Bir Tramvayı Kaçırma Töreni
"Aşkı kaçırdım, ama tramvayı kaçıramazdım asla, işte geldiiim! Ne oynuyoruz? Hadi blum oynayalım, fal açalım, pastra, kızmabayan, Maça Kızı, Papaz Uçtu???" diyor Blanche.
Stanley Kowalski: Maça Papazı - kalbi kara. Stella Kowalski: Kupa Kızı - yavaş kalbi.
Blanche DuBois: Kim? Ben mi? Bana mı seslendiniz? Ben tek kaldım.
Stella! Stella! diye haykırıyor biri sokaktan,
Blanche DuBois: Bu tramvayı kaçırma, diyor bir ses içinden Fransız Mahallesi, New Orleans: Nasıl yalnız döner uzak değirmenler. Kimselere ihtiyacı yoktur uzak değirmenlerin, donmek için, rüzgâra bile.
17 yaşında bir talebeyle ilişkisine gelince söz, herkes susuyor. Kowalski hariç. Feryat figan hala sokaktan.
Allan Grey, müntehir kocası giymiş onun geceligini. Bir çamaşır gibi sallanıyormuş ipte, karısının giysisiyle, henüz kurumamış...

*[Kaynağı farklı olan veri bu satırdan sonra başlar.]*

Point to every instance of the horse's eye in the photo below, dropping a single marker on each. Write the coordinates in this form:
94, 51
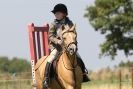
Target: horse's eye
64, 38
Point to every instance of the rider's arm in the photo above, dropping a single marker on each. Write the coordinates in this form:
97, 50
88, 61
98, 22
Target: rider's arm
52, 34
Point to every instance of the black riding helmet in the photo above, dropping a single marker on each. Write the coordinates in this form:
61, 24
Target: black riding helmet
61, 8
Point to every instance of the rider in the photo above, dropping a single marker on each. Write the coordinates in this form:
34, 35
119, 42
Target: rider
60, 11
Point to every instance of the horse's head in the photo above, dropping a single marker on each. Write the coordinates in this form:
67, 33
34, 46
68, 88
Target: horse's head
69, 38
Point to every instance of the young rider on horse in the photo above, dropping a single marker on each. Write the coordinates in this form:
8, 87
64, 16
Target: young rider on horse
60, 11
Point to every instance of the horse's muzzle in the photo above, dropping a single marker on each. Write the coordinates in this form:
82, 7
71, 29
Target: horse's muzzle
72, 49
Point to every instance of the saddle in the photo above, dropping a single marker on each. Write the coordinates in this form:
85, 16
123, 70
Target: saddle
42, 60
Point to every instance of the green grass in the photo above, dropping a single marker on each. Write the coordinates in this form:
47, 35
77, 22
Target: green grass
26, 84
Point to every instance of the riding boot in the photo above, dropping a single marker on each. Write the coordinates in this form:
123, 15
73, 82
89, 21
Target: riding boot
47, 74
84, 70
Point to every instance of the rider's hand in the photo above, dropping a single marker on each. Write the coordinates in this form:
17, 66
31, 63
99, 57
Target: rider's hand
60, 42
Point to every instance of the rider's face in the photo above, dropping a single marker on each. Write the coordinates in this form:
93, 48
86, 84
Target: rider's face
59, 15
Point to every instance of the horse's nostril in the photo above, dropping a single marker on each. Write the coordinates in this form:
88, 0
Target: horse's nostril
71, 49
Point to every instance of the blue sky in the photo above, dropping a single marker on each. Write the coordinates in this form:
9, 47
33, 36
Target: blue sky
15, 15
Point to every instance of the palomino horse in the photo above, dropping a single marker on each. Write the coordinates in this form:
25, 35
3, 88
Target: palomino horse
67, 71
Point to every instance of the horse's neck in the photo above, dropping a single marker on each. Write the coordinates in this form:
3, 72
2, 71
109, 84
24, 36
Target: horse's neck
69, 60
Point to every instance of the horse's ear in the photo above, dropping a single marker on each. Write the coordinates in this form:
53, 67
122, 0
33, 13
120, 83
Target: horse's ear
67, 27
62, 27
73, 27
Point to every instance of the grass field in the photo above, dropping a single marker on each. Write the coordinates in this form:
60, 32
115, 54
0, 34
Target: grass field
26, 84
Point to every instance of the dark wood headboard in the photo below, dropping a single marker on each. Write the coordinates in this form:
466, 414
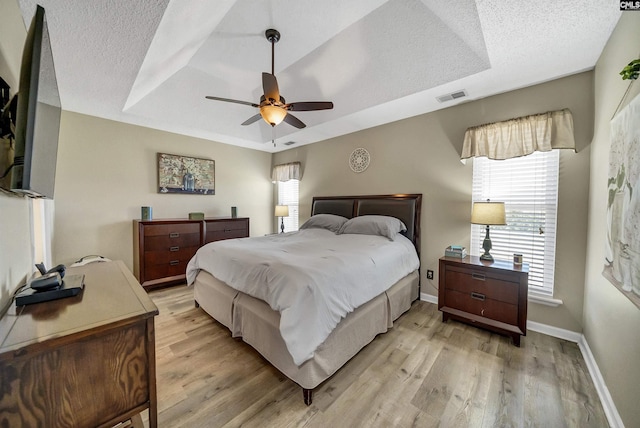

"Adım Grey, kendim gece, üstümde gecelik" demiş ve süzül müş ölümün muazzam uyku derinine. Blanche o odada uyumuş o gece öyle, kocası tavanda ípte.
Selam olsun sana New Orleans ve elveda! Bir yabancı gibi geldim, geçtim sevgili tramvaylarınla! Yolcu denebilir mi bana, insan böyle kibar ve soylu olunca?
Siz, koluma giren beyaz gömlekliler: Her kimseniz, biliniz ki tanımadığım insanların hoşgörüsüne her zaman güvendim ben. Böyle incitmeden birbirimizi yabancı kalalım, herkes kendi yoluna.
Herkes yoluna ama New Orleans burda kalsın, burda cehennemin en dibinde.